Al parecer, una muchacha llegó un día, de a saber dónde, y buscó dónde alojarse, pero en los pueblos aledaños, recelosos, le negaron asilo. La chica con una sonrisa desafiante les dijo que levantaría una casa en medio del bosque.
En el terreno más escarpado de toda la zona, pocos días después de la llegada de la joven, un cazador divisó la enorme casa de dos plantas.
El cazador, lleno de curiosidad, se acercó a la casa y llamó a la puerta, creyendo que, tal vez, se había equivocado de camino. La puerta se abrió, sin emitir sonido alguno, y del interior salió la muchacha que había solicitado asilo.
Asustado el cazador regresó al pueblo, reunió a todos los vecinos, y les contó lo que había visto. La más anciana de las habitantes afirmó que la joven era una bruja, ya que de ningún otro modo podría haber levantado casa alguna, sin ayuda, tan rápido y en aquel lugar concreto. Entre todos acordaron matarla, pero la anciana volvió a hablar y les convenció para encerrarla en un espejo.
Los vecinos cargaron con un gran espejo por el camino hasta el lugar donde la bruja había levantado su casa. La joven les abrió la puerta y al instante se vio rodeada. La anciana ordenó que le plantasen el espejo delante y empezó a debilitarse.

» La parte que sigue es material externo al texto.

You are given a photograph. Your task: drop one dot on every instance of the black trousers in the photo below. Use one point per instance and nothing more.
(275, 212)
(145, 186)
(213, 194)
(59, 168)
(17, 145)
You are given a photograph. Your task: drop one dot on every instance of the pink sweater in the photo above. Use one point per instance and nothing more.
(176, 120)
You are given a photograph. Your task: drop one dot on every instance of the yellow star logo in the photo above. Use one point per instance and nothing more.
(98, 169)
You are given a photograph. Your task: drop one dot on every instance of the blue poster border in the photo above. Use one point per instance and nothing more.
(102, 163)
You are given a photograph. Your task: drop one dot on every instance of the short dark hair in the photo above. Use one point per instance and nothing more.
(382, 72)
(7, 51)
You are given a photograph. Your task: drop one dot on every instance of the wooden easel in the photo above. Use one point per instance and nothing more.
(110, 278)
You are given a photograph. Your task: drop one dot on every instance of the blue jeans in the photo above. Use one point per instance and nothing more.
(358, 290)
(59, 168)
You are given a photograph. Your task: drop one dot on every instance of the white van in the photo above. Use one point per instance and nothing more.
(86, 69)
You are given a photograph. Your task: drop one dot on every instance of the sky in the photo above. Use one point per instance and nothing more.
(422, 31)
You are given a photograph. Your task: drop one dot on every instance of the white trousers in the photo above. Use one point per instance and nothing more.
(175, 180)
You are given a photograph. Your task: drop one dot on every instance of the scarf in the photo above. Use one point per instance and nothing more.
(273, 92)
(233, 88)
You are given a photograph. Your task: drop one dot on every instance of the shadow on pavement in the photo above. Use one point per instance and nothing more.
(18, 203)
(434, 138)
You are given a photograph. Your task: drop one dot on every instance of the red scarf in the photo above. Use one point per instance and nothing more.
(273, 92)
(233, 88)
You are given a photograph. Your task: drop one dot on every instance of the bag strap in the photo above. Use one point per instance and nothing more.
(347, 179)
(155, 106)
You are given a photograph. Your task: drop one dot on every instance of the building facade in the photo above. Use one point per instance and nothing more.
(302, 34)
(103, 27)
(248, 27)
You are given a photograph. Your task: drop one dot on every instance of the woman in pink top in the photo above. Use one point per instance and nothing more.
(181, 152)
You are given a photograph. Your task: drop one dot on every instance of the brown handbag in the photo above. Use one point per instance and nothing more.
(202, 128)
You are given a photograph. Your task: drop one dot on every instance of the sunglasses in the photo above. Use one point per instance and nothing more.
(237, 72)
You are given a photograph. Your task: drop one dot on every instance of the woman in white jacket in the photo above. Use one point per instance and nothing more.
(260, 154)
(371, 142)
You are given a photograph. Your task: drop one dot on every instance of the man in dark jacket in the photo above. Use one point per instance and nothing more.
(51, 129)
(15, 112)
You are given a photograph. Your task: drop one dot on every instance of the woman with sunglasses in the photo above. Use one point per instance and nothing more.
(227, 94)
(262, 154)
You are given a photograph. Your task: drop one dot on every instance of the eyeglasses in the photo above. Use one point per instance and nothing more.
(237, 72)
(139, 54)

Sabiéndose perdida, la joven bruja juró venganza con las siguientes palabras: me llevaré la vida de todo aquel que conviva más de 3 días con este espejo.
Luís pasó la página, pero ya no había nada más escrito.
Miró su reloj de pulsera, casi era la una de la madrugada, más le valía acostarse si quería poder hacer todos los trámites por la mañana.
Subió a la planta de arriba, por un instante creyó ver a Greta en el suelo. Volvieron a invadirle las ganas de llorar, pero siguió adelante. Se plantó frente al espejo y lo miró con atención, en la parte inferior derecha había una mancha marronosa, estaba dañado por el paso de los años, ¿era aquello lo que había aterrorizado a Greta? Sintió ganas de reír, sólo ella podía temerle a un defecto en el espejo. Pasó el dedo por la mancha comprobando que no estaba en la superficie, sino dentro del espejo.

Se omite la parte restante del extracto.